Using Amazon Elastic MapReduce with the AWS .NET API Part 6: Hive with Amazon S3 and DynamoDb
March 5, 2015 1 Comment
Introduction
In the previous post we looked at how to interact with EMR using the AWS .NET SDK. We saw examples of how to get the cluster list, start a new cluster, assign steps to the cluster and finally terminate it.
In this post we’ll return to the Hive CLI to see how EMR can interact with Amazon S3 and DynamoDb. We investigated both components here and here.
In this post of this series we created a source file directly on HDFS and loaded its contents into a table using Hive. Then we also saved the aggregated data in a Hive table. This allows you to use EMR on its own without having to know other Amazon components.
However Amazon components are typically well connected and EMR is no exception. We’ll do something similar in this post but we’ll put the source into an S3 bucket and will load the aggregated data into a DynamoDb table. We could load the aggregations into S3 again but we’re aiming to make the example more versatile.

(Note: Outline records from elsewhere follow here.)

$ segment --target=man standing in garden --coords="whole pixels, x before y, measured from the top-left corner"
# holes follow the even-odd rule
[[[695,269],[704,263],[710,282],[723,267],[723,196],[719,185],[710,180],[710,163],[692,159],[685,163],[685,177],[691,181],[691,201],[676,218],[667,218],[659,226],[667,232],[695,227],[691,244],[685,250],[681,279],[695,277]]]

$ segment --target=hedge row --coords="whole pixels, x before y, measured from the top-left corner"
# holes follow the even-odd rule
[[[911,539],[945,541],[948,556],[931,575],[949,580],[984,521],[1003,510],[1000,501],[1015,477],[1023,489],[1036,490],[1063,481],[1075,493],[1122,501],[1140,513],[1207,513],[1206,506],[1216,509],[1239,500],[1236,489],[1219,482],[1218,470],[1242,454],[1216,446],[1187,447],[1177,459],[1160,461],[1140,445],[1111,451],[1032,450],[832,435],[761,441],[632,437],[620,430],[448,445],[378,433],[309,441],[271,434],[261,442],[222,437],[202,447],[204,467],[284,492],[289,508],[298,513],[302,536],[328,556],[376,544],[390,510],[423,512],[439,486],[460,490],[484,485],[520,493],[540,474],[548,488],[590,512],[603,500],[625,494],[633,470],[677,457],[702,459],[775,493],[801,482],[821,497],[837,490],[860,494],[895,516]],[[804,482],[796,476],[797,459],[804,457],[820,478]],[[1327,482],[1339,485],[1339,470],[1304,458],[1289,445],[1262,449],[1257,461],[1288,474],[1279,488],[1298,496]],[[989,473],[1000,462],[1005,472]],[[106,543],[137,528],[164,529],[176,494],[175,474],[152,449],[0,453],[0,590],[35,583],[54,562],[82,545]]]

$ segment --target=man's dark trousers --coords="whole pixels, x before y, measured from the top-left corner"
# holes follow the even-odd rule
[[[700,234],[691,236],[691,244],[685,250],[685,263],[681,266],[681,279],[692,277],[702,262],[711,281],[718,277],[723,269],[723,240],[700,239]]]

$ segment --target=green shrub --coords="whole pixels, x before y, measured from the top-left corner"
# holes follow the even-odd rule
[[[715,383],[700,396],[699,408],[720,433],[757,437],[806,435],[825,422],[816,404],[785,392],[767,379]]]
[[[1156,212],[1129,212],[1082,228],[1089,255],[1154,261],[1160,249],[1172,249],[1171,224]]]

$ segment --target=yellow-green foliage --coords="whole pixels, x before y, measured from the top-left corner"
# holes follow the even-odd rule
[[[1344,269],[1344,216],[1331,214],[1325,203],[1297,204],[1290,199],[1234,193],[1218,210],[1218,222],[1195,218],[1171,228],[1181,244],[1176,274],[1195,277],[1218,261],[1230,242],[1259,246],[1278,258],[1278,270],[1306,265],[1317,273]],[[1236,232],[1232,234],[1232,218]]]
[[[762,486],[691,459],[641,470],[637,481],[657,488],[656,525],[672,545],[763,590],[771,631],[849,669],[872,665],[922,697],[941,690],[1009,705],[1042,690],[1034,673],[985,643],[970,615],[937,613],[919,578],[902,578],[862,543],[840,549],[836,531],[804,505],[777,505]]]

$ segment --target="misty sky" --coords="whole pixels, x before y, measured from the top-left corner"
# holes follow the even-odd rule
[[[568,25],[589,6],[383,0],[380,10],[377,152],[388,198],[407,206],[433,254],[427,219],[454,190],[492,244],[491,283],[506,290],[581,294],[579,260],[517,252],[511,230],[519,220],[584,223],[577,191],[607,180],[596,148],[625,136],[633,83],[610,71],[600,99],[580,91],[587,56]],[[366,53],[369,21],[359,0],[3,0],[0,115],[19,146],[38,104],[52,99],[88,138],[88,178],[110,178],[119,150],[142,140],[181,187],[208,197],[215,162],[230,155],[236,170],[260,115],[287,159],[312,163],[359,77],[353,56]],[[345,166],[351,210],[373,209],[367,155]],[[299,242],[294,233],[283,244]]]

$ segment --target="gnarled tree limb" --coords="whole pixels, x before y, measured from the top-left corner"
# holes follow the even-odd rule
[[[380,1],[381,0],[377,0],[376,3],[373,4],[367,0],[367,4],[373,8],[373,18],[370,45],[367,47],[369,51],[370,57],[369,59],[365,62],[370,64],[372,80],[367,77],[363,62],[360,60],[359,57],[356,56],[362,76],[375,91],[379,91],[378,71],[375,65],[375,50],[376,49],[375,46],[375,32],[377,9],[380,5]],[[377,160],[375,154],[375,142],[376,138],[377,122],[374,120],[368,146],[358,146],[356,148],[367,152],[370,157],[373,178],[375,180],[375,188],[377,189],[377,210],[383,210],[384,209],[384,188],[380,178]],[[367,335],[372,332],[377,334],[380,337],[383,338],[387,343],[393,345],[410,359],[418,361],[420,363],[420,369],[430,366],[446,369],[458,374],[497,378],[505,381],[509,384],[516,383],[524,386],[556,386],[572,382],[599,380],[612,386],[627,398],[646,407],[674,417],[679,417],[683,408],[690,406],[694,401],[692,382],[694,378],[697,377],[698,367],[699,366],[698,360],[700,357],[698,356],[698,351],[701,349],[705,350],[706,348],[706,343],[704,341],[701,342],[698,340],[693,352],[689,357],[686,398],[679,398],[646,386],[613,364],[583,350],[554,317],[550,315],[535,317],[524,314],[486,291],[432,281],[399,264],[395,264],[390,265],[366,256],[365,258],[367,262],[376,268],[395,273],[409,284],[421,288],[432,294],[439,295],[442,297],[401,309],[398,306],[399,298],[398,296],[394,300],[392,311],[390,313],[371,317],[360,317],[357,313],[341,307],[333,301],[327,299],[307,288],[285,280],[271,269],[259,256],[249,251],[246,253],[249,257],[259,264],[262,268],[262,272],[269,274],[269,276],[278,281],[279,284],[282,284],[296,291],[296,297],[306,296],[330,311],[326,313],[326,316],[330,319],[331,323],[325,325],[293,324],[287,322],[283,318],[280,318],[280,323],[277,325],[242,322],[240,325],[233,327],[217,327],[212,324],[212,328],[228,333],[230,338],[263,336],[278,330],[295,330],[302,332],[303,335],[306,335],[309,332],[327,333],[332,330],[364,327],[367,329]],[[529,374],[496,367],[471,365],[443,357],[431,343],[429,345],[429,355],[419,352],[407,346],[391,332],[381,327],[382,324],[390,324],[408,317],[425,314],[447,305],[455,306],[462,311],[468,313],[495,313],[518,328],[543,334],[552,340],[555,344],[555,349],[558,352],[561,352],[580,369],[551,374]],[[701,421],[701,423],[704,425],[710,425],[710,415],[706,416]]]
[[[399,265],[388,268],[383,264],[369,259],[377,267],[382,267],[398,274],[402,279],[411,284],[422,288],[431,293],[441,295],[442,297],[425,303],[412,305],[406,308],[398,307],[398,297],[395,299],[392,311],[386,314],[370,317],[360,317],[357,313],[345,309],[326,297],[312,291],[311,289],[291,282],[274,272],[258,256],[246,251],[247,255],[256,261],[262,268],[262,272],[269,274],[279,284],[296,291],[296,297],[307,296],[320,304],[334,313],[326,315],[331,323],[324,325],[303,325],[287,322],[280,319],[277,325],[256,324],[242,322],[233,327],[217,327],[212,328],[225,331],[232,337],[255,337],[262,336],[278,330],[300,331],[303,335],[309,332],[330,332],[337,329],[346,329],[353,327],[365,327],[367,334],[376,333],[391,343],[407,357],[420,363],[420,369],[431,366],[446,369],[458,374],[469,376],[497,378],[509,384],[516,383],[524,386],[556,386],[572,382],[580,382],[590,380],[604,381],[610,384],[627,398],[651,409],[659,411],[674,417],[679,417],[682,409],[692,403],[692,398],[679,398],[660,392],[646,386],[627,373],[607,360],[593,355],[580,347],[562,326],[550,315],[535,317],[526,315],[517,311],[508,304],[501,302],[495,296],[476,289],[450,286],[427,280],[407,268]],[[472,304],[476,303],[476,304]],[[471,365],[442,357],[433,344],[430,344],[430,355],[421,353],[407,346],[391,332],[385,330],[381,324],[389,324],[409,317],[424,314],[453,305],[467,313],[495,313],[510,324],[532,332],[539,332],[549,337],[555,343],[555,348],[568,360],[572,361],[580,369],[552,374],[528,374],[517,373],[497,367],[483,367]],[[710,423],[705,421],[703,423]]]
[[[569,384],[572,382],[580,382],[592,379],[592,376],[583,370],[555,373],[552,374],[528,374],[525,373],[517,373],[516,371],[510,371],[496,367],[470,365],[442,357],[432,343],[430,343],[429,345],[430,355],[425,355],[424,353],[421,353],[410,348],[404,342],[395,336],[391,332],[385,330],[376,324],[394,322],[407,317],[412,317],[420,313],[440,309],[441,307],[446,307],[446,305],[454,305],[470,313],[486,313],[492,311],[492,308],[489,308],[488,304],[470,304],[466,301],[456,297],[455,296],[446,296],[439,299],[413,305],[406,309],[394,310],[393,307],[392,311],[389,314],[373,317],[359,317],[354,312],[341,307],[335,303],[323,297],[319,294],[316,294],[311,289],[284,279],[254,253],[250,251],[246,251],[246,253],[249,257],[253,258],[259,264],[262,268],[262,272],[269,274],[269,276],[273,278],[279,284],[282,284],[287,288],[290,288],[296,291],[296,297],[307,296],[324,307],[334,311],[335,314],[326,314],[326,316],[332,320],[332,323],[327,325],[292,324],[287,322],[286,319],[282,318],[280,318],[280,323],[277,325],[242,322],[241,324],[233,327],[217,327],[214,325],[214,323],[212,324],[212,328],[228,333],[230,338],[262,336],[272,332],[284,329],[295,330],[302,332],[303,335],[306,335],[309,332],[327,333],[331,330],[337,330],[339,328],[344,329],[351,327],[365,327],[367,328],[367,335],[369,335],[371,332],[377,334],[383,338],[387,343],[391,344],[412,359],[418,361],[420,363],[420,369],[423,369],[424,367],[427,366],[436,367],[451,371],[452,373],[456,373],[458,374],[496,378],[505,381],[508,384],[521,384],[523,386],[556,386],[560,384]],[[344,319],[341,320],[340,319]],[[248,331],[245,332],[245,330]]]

You’ll obviously need to know the basics of and have access to S3 and DynamoDb. If you’re new to these components then you can skim through the posts referenced above to get an overview. You’ll only need to know how to create an S3 bucket, how to upload a file to it and how to create a database in DynamoDb. You won’t need to know anything about the AWS .NET SDK for S3 and DynamoDb for this post.
Preparations in S3
If you followed along the series on S3 then you’ll have a bucket called raw-urls-data. Otherwise create a bucket by this name. Make sure it’s empty so delete any existing folders in it so that they don’t interfere with our tests. Prepare a text file called raw-urls.txt with the following contents:
http://www.facebook.com|512
http://www.facebook.com|742
http://www.yahoo.com|983
http://www.yahoo.com|1532
http://www.facebook.com|783
http://www.facebook.com|912
http://www.yahoo.com|437
http://www.yahoo.com|1764
http://www.yahoo.com|142
http://www.facebook.com|824
http://www.facebook.com|381
http://www.yahoo.com|798
http://www.yahoo.com|725
http://www.yahoo.com|236
http://www.facebook.com|315
http://www.facebook.com|853
This is the same list of URL response time observations as we worked with in the post referenced above. Upload the file to the S3 bucket raw-urls-data.
Preparations in DynamoDb
Create a new table called aggregation-tests in the region of your preference. You should probably go with the same region as what you selected for the EMR clusters before for best speed. Select “Hash” for the primary key type and “id” as the hash attribute name. Leave its type as string. Click Continue until you reach the read/write throughput screen, specify 5 for both. On the Throughput Alarms screen you can choose not to get any notification, this is not a vital business-related table. Step through any remaining screens of the wizard and let the DB table start.
Interactions
Start the same type of EMR cluster as we did before on the EMR GUI: 1 master and 2 slaves. It’s up to you to define optional arguments like tags, they are not important for the purpose of this post. Log onto the master node using your Amazon security key file with Putty.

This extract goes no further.